Sessizliğin Çığlığı: Adolescence ve Kuşakların Labirentinde

Fatma Ece Gödeoğlu

Fatma Ece Gödeoğlu

İletişimci& Psikolog& SinemaTv Uzmanı
23.03.2025 08:41

Yalnızlık, bir çocuğun odasında yankılanan bir sessizliktir. Etrafımızı dijital dünyada milyonlarca insan sararken, bir çocuk, içindeki derin boşluğu yalnızca dış dünyaya açılan bir pencerenin ötesinde keşfeder. O an, tüm gözlerin üzerine odaklandığı bir zamanda, bir yudum kahve alır gibi hayatın ağır yükünü hissetmek, her şeyin hızla geçip gitmesi gibi bir şeydir. Ebeveynler, "Daha fazla sevgi göster!" diye bağırırken, çocuklar yalnızca duygusal bir boşluğa doğru sürüklenirler.

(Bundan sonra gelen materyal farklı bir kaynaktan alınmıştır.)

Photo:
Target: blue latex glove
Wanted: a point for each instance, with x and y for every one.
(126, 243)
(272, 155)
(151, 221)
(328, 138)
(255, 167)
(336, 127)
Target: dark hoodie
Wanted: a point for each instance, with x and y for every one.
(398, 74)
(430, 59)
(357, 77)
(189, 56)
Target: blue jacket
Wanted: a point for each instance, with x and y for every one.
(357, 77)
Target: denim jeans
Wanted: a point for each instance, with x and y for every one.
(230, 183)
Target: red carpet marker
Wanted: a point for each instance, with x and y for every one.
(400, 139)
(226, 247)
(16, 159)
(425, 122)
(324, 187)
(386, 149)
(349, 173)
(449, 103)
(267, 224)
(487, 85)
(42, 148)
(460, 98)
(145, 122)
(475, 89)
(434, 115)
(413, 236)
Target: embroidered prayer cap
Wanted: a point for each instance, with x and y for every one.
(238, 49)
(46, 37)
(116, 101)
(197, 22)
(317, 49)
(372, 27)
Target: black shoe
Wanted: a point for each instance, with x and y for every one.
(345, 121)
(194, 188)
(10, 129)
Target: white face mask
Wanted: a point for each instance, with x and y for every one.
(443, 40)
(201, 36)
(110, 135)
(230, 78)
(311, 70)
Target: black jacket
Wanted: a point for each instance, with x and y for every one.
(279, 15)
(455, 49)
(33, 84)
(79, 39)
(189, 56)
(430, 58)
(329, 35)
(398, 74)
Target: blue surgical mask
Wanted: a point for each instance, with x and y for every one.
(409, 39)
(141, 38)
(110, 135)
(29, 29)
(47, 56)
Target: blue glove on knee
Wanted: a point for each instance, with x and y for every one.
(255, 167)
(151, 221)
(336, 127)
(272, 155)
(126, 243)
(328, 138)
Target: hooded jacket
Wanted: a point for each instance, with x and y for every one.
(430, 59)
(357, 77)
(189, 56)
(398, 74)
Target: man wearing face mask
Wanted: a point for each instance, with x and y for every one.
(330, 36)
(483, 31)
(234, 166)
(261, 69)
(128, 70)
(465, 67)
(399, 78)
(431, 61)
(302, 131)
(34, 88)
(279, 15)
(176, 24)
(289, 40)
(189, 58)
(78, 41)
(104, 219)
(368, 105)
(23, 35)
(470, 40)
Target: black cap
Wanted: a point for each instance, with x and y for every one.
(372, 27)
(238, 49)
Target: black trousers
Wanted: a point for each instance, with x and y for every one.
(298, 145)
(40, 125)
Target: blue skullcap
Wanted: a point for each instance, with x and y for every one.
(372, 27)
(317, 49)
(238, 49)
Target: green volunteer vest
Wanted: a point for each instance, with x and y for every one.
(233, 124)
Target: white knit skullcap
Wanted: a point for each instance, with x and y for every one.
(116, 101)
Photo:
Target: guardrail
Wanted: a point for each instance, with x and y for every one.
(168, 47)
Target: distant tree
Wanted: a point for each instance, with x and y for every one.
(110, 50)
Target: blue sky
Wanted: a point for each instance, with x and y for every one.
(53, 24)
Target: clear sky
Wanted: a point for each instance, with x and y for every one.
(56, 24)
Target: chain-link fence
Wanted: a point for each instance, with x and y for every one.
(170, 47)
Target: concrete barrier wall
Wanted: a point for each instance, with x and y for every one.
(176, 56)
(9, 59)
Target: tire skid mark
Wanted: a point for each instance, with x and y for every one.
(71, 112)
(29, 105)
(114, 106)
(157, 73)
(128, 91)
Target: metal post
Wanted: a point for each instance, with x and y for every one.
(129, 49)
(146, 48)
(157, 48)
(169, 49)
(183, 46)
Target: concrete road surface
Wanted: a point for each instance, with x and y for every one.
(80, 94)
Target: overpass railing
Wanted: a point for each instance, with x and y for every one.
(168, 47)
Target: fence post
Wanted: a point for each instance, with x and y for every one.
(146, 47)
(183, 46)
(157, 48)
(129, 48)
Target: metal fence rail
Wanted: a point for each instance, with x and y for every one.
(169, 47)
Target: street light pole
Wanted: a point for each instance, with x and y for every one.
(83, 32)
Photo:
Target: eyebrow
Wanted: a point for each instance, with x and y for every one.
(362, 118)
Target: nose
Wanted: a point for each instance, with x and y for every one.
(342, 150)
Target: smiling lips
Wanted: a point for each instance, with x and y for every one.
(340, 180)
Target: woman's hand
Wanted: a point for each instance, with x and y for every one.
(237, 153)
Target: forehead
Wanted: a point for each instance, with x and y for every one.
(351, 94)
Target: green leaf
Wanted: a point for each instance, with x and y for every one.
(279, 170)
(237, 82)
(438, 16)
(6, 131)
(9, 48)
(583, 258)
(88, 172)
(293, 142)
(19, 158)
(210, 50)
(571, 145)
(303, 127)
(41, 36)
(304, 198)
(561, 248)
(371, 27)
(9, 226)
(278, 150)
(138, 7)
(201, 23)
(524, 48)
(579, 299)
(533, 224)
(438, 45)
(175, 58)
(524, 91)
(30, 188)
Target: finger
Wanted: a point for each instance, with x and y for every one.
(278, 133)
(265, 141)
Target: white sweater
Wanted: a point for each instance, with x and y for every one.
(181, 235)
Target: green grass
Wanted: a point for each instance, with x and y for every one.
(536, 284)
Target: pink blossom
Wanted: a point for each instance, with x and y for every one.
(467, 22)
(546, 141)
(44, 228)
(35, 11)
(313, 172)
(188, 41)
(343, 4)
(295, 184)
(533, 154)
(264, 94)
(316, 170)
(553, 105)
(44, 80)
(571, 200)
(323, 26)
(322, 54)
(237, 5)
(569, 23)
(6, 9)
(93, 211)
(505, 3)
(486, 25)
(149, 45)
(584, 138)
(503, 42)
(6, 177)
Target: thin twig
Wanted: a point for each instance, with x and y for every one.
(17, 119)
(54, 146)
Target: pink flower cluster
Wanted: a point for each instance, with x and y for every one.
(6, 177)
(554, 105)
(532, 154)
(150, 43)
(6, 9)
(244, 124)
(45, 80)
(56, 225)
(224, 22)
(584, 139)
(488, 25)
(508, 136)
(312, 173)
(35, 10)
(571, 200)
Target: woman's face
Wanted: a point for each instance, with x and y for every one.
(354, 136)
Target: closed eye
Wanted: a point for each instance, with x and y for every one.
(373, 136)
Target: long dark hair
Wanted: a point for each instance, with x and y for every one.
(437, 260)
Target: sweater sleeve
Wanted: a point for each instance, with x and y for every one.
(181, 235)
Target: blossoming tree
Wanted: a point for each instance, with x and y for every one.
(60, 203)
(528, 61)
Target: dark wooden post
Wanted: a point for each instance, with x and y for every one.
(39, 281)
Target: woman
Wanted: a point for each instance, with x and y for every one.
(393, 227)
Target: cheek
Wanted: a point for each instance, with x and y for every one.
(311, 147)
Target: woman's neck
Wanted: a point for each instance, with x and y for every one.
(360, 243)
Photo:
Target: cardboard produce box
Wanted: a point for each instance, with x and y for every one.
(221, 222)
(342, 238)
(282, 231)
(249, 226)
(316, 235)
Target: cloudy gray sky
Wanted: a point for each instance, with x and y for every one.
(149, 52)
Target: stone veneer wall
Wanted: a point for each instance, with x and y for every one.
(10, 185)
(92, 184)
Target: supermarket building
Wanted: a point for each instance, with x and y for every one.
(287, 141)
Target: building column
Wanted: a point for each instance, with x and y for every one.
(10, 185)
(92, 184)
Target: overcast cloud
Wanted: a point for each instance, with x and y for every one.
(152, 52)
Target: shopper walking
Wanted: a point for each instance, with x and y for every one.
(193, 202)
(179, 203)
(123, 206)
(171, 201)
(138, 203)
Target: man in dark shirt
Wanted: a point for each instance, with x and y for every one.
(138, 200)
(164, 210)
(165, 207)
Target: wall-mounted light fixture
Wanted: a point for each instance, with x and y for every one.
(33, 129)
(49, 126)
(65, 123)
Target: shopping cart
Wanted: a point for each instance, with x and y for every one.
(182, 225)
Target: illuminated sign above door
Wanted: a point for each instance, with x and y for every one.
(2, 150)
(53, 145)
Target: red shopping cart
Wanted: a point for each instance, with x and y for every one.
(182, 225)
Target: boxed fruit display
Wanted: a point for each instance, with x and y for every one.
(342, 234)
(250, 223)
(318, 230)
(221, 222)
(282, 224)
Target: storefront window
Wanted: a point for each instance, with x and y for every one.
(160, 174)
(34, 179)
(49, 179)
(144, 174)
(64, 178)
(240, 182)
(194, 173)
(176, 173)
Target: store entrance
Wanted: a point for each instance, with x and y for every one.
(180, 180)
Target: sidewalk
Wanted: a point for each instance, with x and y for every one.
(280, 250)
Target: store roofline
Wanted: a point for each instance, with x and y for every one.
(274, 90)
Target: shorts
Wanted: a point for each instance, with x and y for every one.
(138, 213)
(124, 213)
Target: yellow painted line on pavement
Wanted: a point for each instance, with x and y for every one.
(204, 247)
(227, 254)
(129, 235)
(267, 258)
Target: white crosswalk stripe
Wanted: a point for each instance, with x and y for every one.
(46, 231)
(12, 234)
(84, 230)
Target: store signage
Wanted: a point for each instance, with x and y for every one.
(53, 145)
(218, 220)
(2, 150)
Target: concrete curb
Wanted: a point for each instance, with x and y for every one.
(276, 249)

Adolescence dizisi, bilinç akışında bir yolculuğa davet eder. Ancak bu yolculuk, çoktan kaybolmuş bir bağın izini sürmekten başka bir şey değildir. 13 yaşındaki Jamie Miller, okulda bir cinayetle suçlanmış ve etrafındaki herkes ona bakarken, kimse onu gerçekten görmemektedir. Sosyal medya, siber zorbalık, toplumsal baskılar – her şey öylesine yoğun ve gerilim doludur ki, her bir detay, kendini anlatırken aslında çok daha derin bir kuşak analizi ve toplumsal yapının bürokratik kapanlarındaki insan ruhunun zorlayıcı mücadelesini açığa çıkarır.

Ancak Adolescence yalnızca bir suç draması değildir. Kuşaklar arası çatışmaların ve bireysel travmaların derin bir araştırmasıdır. Modern toplumun ve teknoloji çağının ruhsal etkileri, X, Y, Z ve Alfa kuşakları ile birleştiğinde, bu yapım bir kesitte durmak yerine, zamanın nehrinde sürüklenen bir kayığa dönüşür. Her kuşağın, kendi dünyasında kurduğu çelişkiler, duygusal boşluklar ve kaybolan kimlikler, aslında insan ruhunun toplumsal sistemlerle sınandığını gösteren keskin bir portre sunar.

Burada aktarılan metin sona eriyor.